Долго третировать меня Лизе не удается. Из–за Олежки, хныканье которого из комнаты свидетельствует о том, что ребенок подрос достаточно для того, чтобы не во всем подражать старшему брату. Напоследок наградив меня взглядом, каким одаривает свежеиспеченная сирота фашиста, только что на ее глазах расстрелявшего всю семью, Лиза уходит в комнату, словами успокаивать младшенького, а мыслями — его будущую сестренку, которая всегда, стоит жене хоть немного понервничать, начинает выбивать дробь по внутренней поверхности ее живота.
— Я тебе куплю аэропорт, — присев на корточки, умоляю я Максима не поддерживать брата, — вот зарплату получу и куплю.
Отворачиваясь, ребенок кивает, но я все же замечаю, как из левого глаза, не удержавшись, пускается в путешествие по его нежной щечке одинокая струйка. Максиму не впервой выслушивать пустые обещания. В прошлый раз я говорил: вот съездим на море и купим. На море мы не съездили, денег на четверых не хватило. Дочку в животе, так и быть, не считаем, хотя и следовало бы: дорогие медикаменты для жены, а еще икра и мед, которые она никогда особо не любила, но без которых не может обходиться сейчас, вычеркивают значительную часть наших с ней заработков.

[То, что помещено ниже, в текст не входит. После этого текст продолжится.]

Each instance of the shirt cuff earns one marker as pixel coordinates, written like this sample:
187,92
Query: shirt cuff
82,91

Да–да, наших. Жена, хотя и на седьмом месяце, все еще работает, переводит на английский и обратно и в принципе могла бы заниматься этим, не выходя из дома. Увы, ее директор, тот самый, что подарил треклятый самолет с выдвигающейся дверцой, багажным отделением и съемной крышей, открывающий вид на пассажирский салон, кабину пилотов и даже туалет, директор, заявляющийся к нам три раза в год, почетным гостем на дни рождения к жене и детям (с рождением дочери ему предстоит перейти на четырехразовый график), не отступает от своего основного правила, нарушение которого грозит немедленным увольнением даже беременным сотрудницам, увольнять которых запрещено по закону. Работать, гласит это правило, нужно исключительно в офисе, по меньшей мере восемь часов в сутки, иначе зачем, черт возьми, он этот самый офис снимает, да еще в Доме печати, дорогущем для аренды здании в самом центре города?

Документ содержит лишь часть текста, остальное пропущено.